We are going to use a [pretrained spaCy model](https://spacy.io/models/en#en_core_web_lg) for several different tasks. It includes the aforementioned algrotihms as well as word vectors, trained on a large collection of documents form the web ([the Common Crawl](http://commoncrawl.org))

In [34]:
import spacy

In [35]:
nlp = spacy.load('en_core_web_lg')

In [36]:
doc1 = nlp('I have a cat')

In [37]:
doc1

I have a cat

In [38]:
doc1[1]

have

In [39]:
[w.text for w in doc1]

['I', 'have', 'a', 'cat']

In [40]:
[w.lemma_ for w in doc1]

['-PRON-', 'have', 'a', 'cat']

In [41]:
doc2 = nlp("He doesn't have a cat :(")

In [42]:
[w.text for w in doc2]

['He', 'does', "n't", 'have', 'a', 'cat', ':(']

In [44]:
[w.lemma_ for w in doc2]

['-PRON-', 'do', 'not', 'have', 'a', 'cat', ':(']

## Word vectors

spaCy also associates a word vector with each word. This vector, and its relative position to other vectors, reflecs the meaning of the word.
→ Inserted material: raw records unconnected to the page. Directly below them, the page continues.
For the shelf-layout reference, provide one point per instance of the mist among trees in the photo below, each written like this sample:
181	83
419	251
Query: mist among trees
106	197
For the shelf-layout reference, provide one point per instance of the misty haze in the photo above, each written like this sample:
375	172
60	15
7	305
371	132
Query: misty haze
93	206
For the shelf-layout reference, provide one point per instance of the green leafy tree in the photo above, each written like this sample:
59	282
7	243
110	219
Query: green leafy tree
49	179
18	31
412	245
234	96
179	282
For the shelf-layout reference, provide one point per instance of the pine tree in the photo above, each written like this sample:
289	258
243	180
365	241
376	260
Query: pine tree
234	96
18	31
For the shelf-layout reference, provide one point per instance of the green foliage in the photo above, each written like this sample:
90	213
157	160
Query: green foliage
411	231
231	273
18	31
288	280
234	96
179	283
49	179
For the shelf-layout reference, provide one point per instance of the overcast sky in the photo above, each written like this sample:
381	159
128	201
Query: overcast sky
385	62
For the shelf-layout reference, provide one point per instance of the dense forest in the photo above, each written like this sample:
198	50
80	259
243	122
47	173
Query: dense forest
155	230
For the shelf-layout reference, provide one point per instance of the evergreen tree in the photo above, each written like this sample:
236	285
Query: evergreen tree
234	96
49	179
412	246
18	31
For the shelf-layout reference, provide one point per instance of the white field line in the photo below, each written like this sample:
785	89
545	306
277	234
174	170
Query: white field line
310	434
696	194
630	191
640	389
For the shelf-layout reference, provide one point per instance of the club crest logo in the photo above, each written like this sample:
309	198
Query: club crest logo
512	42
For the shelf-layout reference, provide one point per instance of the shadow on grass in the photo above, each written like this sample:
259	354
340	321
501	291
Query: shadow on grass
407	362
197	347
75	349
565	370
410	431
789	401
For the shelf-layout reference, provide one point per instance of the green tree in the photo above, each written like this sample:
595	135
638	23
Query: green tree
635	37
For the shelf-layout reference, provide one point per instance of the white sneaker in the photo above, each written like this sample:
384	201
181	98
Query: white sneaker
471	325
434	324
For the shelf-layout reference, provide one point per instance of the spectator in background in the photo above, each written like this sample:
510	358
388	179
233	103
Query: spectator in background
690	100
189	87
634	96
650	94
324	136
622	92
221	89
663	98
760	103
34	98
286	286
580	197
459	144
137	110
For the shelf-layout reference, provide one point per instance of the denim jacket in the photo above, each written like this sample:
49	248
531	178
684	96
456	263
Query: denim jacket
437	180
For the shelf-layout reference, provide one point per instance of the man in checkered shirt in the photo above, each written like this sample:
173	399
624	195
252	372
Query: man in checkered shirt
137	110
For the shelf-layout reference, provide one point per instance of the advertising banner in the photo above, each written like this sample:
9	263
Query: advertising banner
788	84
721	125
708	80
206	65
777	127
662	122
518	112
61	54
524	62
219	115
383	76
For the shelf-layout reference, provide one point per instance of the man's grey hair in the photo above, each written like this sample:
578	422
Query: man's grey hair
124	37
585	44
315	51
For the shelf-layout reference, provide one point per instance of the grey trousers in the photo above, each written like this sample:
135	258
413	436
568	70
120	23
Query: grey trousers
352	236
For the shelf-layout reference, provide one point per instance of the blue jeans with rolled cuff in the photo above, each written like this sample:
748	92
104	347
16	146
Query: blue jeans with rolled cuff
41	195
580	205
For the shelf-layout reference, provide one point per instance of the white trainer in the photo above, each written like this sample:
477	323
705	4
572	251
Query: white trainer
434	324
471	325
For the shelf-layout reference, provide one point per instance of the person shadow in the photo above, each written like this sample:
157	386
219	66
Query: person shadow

Similar words will have similar vectors.

In [45]:
doc1 = nlp('I have a dog')
doc2 = nlp('I have a cat')
doc3 = nlp('I have a banana')
doc4 = nlp('Congress voted to reopen the government')

In [46]:
doc1[3]

dog

In [47]:
doc3[3].vector.shape

(300,)

In [48]:
doc3[3].vector

array([ 2.0228e-01, -7.6618e-02,  3.7032e-01,  3.2845e-02, -4.1957e-01,
        7.2069e-02, -3.7476e-01,  5.7460e-02, -1.2401e-02,  5.2949e-01,
       -5.2380e-01, -1.9771e-01, -3.4147e-01,  5.3317e-01, -2.5331e-02,
        1.7380e-01,  1.6772e-01,  8.3984e-01,  5.5107e-02,  1.0547e-01,
        3.7872e-01,  2.4275e-01,  1.4745e-02,  5.5951e-01,  1.2521e-01,
       -6.7596e-01,  3.5842e-01, -4.0028e-02,  9.5949e-02, -5.0690e-01,
       -8.5318e-02,  1.7980e-01,  3.3867e-01,  1.3230e-01,  3.1021e-01,
        2.1878e-01,  1.6853e-01,  1.9874e-01, -5.7385e-01, -1.0649e-01,
        2.6669e-01,  1.2838e-01, -1.2803e-01, -1.3284e-01,  1.2657e-01,
        8.6723e-01,  9.6721e-02,  4.8306e-01,  2.1271e-01, -5.4990e-02,
       -8.2425e-02,  2.2408e-01,  2.3975e-01, -6.2260e-02,  6.2194e-01,
       -5.9900e-01,  4.3201e-01,  2.8143e-01,  3.3842e-02, -4.8815e-01,
       -2.1359e-01,  2.7401e-01,  2.4095e-01,  4.5950e-01, -1.8605e-01,
       -1.0497e+00, -9.7305e-02, -1.8908e-01, -7.0929e-01,  4.01

We can calculate the similarity between the individual words...

In [58]:
doc1[3], doc2[3], doc3[3]

(dog, cat, banana)

In [52]:
doc1[3].similarity(doc2[3])

0.80168545

In [53]:
doc1[3].similarity(doc3[3])

0.24327643

...or the whole documents (sentences)

In [57]:
doc1, doc2, doc3

(I have a dog, I have a cat, I have a banana)

In [54]:
doc1.similarity(doc2)

0.9681672529980867

In [55]:
doc1.similarity(doc3)

0.8753348768953094

In [56]:
doc1.similarity(doc4)

0.5484653936168645

## Named Entity Recognition (NER)

As the model we are using was trained to perform NER, we can easily find all mentions of entities of specific types in the document

In [60]:
doc = nlp(
    'Apple is looking at buying U.K. startup for $1 billion. '
    'Microsoft acquires Citus Data, creators of a cloud-friendly version of the PostgreSQL database. '
)

In [61]:
doc.ents

(Apple, U.K., $1 billion, Microsoft, Citus Data, PostgreSQL)

In [62]:
for e in doc.ents:
    print(e, '->', e.label_)

Apple -> ORG
U.K. -> GPE
$1 billion -> MONEY
Microsoft -> ORG
Citus Data -> ORG
PostgreSQL -> ORG


We can see what is this `GPE` and what tags are available in the documentation: https://spacy.io/api/annotation#named-entities

In [63]:
doc.ents[0].sent

Apple is looking at buying U.K. startup for $1 billion.